If possible, the Bucs would also like to hone Young's skills at third to further increase his versatility. Young played primarily as a corner outfielder with the Dodgers.

"I played second base most of my career, so it's not too bad," Young said. "I have an opportunity to play wherever they need me. I don't think it's as much of a logjam as it was in L.A."

Young saw little chance of denting a starting lineup with the Dodgers and was preparing to report to Los Angeles' Triple-A affiliate before the Pirates worked out a trade for him late Tuesday night. He appeared almost exclusively as a pinch-hitter for Los Angles in 2008 and finished with a .276 average in that role.

It's a role in which Young said he is comfortable, but not necessarily for the long term.

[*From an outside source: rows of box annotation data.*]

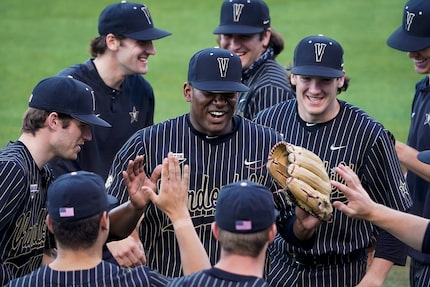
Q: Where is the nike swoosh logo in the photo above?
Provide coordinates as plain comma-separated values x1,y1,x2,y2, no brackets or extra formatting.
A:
244,159,259,165
330,144,346,151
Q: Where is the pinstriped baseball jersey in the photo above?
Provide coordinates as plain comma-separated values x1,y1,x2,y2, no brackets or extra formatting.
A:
107,114,281,276
0,141,51,286
6,261,171,287
50,60,155,179
256,100,412,286
166,267,269,287
406,76,430,270
236,55,294,119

"You've got a lot of good guys over there, and there's a roadblock every which way you look," Young said of his former club. "You come over here and there's an opportunity everywhere you look. I'm thrilled to come over here and be a part of a growing organization."

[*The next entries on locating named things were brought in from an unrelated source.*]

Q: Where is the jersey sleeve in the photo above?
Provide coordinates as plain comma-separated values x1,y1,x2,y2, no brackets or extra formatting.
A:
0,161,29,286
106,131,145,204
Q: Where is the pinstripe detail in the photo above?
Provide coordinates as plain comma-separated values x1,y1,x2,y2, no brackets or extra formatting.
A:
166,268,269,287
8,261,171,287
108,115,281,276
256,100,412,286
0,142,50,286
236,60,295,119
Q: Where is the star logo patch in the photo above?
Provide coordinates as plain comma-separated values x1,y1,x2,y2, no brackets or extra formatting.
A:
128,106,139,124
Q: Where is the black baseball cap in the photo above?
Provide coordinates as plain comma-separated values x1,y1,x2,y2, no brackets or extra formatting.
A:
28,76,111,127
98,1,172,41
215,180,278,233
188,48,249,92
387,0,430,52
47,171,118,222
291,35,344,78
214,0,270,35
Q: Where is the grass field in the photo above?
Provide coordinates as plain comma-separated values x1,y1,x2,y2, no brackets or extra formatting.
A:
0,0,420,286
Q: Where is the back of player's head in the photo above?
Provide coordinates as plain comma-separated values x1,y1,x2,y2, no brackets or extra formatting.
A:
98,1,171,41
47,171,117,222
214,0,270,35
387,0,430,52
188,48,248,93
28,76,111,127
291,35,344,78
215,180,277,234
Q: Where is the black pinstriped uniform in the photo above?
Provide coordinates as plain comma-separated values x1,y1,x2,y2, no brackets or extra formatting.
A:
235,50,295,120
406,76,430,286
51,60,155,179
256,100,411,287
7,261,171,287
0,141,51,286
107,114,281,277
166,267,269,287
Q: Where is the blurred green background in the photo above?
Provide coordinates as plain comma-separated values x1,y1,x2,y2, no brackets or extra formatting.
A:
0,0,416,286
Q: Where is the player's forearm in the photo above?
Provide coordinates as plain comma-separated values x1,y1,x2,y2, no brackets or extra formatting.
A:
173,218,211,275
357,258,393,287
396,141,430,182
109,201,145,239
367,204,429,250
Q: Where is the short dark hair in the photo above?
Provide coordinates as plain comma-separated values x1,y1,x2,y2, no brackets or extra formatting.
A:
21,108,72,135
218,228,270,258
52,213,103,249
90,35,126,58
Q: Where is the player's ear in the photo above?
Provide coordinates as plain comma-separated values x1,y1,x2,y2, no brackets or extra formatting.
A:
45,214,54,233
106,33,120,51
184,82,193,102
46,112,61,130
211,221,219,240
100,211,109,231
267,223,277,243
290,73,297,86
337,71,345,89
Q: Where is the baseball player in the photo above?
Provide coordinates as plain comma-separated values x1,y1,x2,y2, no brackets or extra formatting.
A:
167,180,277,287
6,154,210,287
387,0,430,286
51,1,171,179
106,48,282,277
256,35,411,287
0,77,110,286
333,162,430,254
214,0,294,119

Huntington and Young each said the elbow is fine, Young calling it "picture-perfect."

To clear space on the 40-man roster, the team designated Indianapolis reliever Dave Davidson for assignment.

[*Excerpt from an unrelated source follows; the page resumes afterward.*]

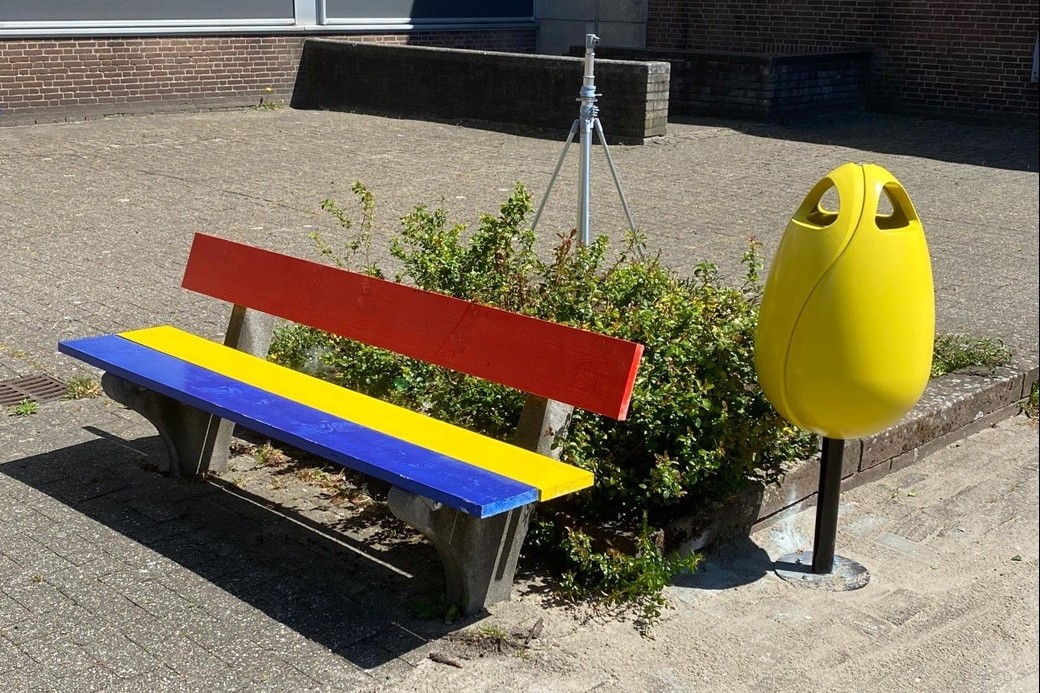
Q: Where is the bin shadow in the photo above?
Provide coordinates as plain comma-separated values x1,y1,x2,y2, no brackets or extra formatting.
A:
673,537,774,591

Young's salary is $406,000, and he cannot qualify for arbitration until after the 2010 season. That means the Pirates have his rights for this year, plus four more.

Dodgers at Houston
The Dodgers and their eight-game winning streak hit the road tonight for a three game series in Houston.

Clayton Kershaw starts the series opener tonight. The Dodgers juggled their rotation so Randy Wolf and Chad Billingsley could start on regular rest. Eric Stults was bumped to Friday at Colorado and McDonald slated to follow Saturday.

Scully in Another HOF
Dodgers broadcaster Vin Scully, inducted into Baseball's Hall of Fame in 1982, will be inducted into the National Association of Broadcasters Hall of Fame on Tuesday at the organization's annual convention in Las Vegas, with a reception in his honor at the Las Vegas Hilton.

In 2000, Scully was named Sportscaster of the 20th Century by the American Sportscasters Association. This is Scully's 60th year as a Dodgers broadcaster. In 2001, the press box at Dodger Stadium was named in his honor. In addition to his baseball work, Scully has called play-by-play for the NFL and the PGA Tour.

Previous inductees to the NAB Radio Hall of Fame include Mel Allen, Gene Autry, Red Barber, Jack Buck, George Burns, Harry Caray, Bing Crosby, Herbert Hoover, Bob Hope, Casey Kasem, Larry King, Rush Limbaugh, Edward Murrow, Ronald Reagan and Orson Welles.